Unless you have a bank of solar panels on your roof and are feeding electricity back into the grid (which some people do! And the power company is required to buy the electricity off of you!), you still have some sort of footprint. However, the carbon offset you'd buy would be quite cheap.
I find it really tiresome how a primary political attacks these days is for hypocrisy. "We don't believe global warming exists, but zomg Al Gore is emitting teh CO2!" Similarly the fretting over Romney/Giuliani over choice stances.
10: Some is offset by emission reduction, some by emission absorption.
AS I understand it, the viability of carbon offsets is limited by the carbon sink technologies available (or by space - if all 6.5bn of us decided to buy into additional broadleaf forest, the environmental consequences would be weird at least). So at best they're a partial, temporary fix for rich folk, as SP says upthread. If Gore really wanted to impress me, which I'm sure he doesn't, he'd use all that money to build a zero energy house.
a primary political attacks these days is for hypocrisy
The Tennessee Center for Policy Research is branding D-list blogger apostropher a hypocrite. "He says he supports a cleaner environment and yet continues to leave flaming bags of excrement outside our office's front door." Apostropher declined to comment for this article.

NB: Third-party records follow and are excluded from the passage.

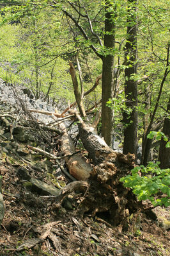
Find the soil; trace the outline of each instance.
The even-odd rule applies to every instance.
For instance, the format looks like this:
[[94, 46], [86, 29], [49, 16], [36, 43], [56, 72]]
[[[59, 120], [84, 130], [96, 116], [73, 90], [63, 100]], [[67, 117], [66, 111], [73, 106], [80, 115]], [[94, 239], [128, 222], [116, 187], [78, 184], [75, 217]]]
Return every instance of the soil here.
[[[72, 206], [64, 208], [54, 196], [27, 191], [16, 170], [17, 166], [7, 162], [0, 166], [5, 206], [0, 255], [169, 255], [169, 232], [158, 226], [157, 220], [141, 214], [138, 227], [132, 218], [131, 230], [123, 233], [112, 226], [107, 216], [93, 218], [87, 214], [79, 218], [79, 195], [76, 203], [70, 196]], [[37, 178], [42, 175], [37, 172]], [[59, 178], [68, 182], [64, 176]], [[157, 207], [155, 212], [169, 218], [168, 208]]]

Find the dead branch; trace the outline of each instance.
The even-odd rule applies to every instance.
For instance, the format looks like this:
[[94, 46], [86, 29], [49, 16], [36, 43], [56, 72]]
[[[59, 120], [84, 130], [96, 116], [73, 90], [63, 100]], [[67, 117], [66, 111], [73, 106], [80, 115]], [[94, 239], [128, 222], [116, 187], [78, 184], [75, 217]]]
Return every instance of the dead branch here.
[[80, 111], [81, 115], [85, 117], [86, 112], [85, 112], [84, 107], [83, 106], [83, 103], [82, 103], [82, 101], [81, 94], [80, 93], [79, 90], [79, 83], [78, 83], [78, 81], [77, 79], [76, 72], [75, 72], [75, 68], [73, 65], [73, 64], [72, 62], [70, 62], [69, 65], [70, 67], [70, 73], [72, 82], [73, 82], [74, 95], [75, 95], [75, 97], [76, 99], [78, 108]]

Is this election just going to become a critique of people's houses? Will we elect the president with just the right home: not too big, energy efficient, decorated with homey Americana that no one finds threatening?
Elect me! I have a windmill, and needlepoint pictures of teddy bears!
Elect me! My bathroom sink is finally declogged! My Norfolk pine is flourishing!
2: Or like paying income tax now so you can hire professional soldiers?
decorated with homey Americana that no one finds threatening
I find homey Americana threatening.
What you people are overlooking is that when Al Gore was hanging out in Eugene eating mushrooms with John Zerzan, he was totally, "Yeah, we're going to smash the system, man, and bring America back to the hunter-gatherer ways of Neanderthal man, who had like 342 leisure days a year," so the fact that he's living in a big house and paying money to bring down his carbon usage means he's a total hypocrite. Plus, when he was at Burning Man, he was all, "My favorite band is Crass," but I saw on his MySpace page that his favorite band is Saves the Day. Reason has him dead to rights: he's also a total poseur who probably bought his Crass t-shirt at Hot Topic.
Carbon offsets certainly have some limits .
Also, if you fly around the world the way Gore does, his house's energy consumption probably pales in comparison.
Everyone can't just buy carbon offsets, people have to sell them, too. Right now, the amount of money you have to pay to find someone willing to cut 1000kg of carbon emissions is pretty low; if enough people buy them, at some point you'll decide it's better to buy a car with a tiny engine and sell your carbon emission rights to the airlines.
It's not entirely trolling at this point to shout "It's Econ 101!"
It's not entirely trolling at this point to shout "It's Econ 101!"
No?
32: Back before most people were born I knew a stoner cousin of Al Gore. He was an authentic stoner, though he did have an elitist attitude.